Personally, I hope that the High Court follows a broader approach, as urged by AstraZeneca.  The Australian law on inventive step has, for too long, suffered from the unduly prescriptive approach set out in the legislation.  (For more on this, see my earlier article on the High Court appeal: Can the High Court Fix Australia’s Obviousness Problem?)  A more flexible interpretation that takes into account the actual practices of workers in a field of endeavour would bring the Australian law into closer alignment with our major trading partners, particularly if the same principles could then be applied to the law as recently revised under the Raising the Bar reforms.

This would not necessarily mean victory for AstraZeneca.  The High Court could accept AstraZeneca’s arguments, but still find that the prior art document relied upon by the Full Federal Court would have presented itself as so obviously the best candidate for further investigation that it should be used as the basis for assessing inventive step.

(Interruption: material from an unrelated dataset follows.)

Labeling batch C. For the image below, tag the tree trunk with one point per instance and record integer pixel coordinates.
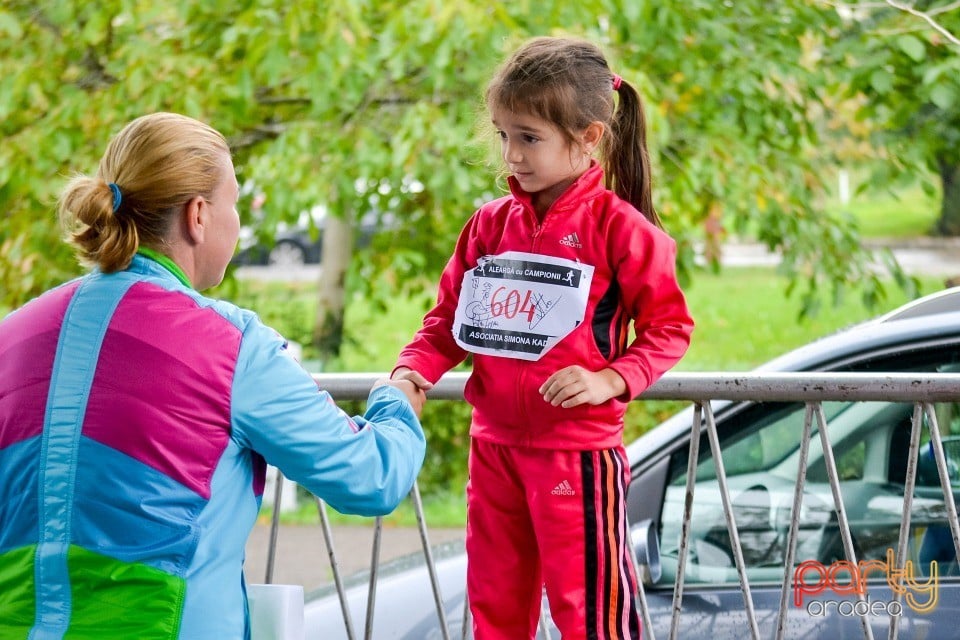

I suspect, however, that the High Court will stick quite closely to the wording of the Patents Act, and will substantially uphold the decision of the five-judge Federal Court panel on the ‘selection’ question.

Conclusion – Steady As She Goes, or Rock the Boat?

Overall, my prediction is that, subject perhaps to some further explication and possible dissenting opinions, the High Court will affirm the Full Federal Court on both the ‘starting point’ and ‘selection’ questions.  But it will certainly keep things interesting for Australian patent law if I am wrong!